A ministerial dialogue and a new global partnership at COP28 signal commitment to integrate water and food systems — for both adaptation and mitigation — in national climate plans.
At a high-level dialogue held during COP28 on December 10, 2023, ministers of agriculture, environment and water unanimously called for water-resilient food systems. Also at the table were leading international organizations, including the International Water Management Institute (IWMI), that are addressing the interlinked food, water and climate crises through science, research and development.
This was the first-ever ministerial dialogue on this topic at the Conference of Parties, part of the UNFCCC process. It gives high-level political recognition to the water-food nexus in the context of climate change. This convergence of perspectives represents a major shift from siloed approaches — and comes at a time when the world is demanding integrated climate action.
But how did we get there?
In the months leading up to COP28, a growing consensus had been brewing on the need for joint climate action on both food and water systems. It built on the global momentum from the UN Food Systems Summit and the UN 2023 Water Conference, as well as the COP28 Presidency’s commitment to achieve net-zero, nature-positive and resilient agrifood and water systems.

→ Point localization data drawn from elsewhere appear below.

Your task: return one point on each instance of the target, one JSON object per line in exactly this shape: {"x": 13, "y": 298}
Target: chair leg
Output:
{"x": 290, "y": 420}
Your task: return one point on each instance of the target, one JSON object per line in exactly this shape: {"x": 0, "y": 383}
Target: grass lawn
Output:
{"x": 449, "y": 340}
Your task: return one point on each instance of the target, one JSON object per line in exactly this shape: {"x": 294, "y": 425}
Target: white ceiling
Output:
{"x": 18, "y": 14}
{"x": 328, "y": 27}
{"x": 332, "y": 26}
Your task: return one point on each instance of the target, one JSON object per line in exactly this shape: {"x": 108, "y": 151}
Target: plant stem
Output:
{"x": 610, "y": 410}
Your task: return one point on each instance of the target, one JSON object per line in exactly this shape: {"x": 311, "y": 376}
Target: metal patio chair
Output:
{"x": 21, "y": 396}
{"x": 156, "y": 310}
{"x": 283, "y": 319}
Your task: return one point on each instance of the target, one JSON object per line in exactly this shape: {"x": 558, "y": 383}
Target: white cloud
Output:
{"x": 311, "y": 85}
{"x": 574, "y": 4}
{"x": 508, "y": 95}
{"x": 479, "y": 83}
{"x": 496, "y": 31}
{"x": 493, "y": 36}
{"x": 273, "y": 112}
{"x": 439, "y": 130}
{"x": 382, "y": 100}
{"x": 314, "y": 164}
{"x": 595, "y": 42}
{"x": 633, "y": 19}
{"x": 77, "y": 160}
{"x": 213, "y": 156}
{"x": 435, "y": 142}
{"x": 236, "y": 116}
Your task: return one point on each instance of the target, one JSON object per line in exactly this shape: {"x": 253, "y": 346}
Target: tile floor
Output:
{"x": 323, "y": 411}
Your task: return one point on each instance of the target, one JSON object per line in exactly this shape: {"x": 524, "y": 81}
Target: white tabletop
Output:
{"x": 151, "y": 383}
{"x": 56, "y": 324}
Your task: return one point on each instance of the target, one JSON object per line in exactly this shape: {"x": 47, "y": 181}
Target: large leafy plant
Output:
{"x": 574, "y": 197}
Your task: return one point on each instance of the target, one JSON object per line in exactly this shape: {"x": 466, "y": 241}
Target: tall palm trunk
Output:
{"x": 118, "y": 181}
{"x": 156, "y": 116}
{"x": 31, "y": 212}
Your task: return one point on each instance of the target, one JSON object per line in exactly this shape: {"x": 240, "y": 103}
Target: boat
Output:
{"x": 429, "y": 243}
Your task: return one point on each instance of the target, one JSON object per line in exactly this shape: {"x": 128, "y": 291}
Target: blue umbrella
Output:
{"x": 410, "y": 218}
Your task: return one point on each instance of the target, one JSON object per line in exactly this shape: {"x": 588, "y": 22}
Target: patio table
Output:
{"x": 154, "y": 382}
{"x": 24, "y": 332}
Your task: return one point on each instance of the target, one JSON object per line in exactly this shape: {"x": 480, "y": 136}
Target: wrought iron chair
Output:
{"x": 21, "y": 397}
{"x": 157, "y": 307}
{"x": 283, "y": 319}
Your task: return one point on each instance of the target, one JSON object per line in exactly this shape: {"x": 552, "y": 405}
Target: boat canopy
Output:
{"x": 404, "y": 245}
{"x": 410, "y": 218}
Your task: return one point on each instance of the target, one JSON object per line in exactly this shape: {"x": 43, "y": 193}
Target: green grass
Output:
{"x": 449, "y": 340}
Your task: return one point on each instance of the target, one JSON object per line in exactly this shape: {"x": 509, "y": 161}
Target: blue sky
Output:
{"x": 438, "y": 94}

Another milestone was the Global Food Security Summit in November, hosted by the United Kingdom. During the ministerial dialogue at COP28, Andrew Mitchell, Minister of State for Development and Africa, announced the United Kingdom would commit £39.1 million for a new Just Transitions for Water Security program. “This program will build on the support we already provide to breakthrough initiatives that take a holistic approach to changing water governance. Take the AGWA Water Tracker, for example.” The Water Tracker project, in which IWMI is a partner, will support governments to enhance water resilience through national climate planning.
Ministers from Africa, Asia, Europe and Latin America shared examples of ways in which they are adapting food systems to be more water-resilient. They explained how reducing the water footprint of agriculture and food production is a key objective, both in their climate action commitments and their national planning.
The dialogue was co-chaired by the United Arab Emirates and Brazil and organized by the COP28 Presidency, with support from a technical advisory committee on which IWMI served. IWMI’s forthcoming 2024–2030 strategy aligns closely with critical priorities raised in the dialogue, offering innovations and strong, established partnerships that will support climate action at country level.
A clear path from Dubai 2023 to Belem 2025
Hours later, IWMI was also one of the partners launching the new Partnership for Water-Resilient Food Systems. It will support countries and non-state actors to better integrate water and food systems management — for both adaptation and mitigation — in their commitments and national adaptation plans, in the two years leading to COP30.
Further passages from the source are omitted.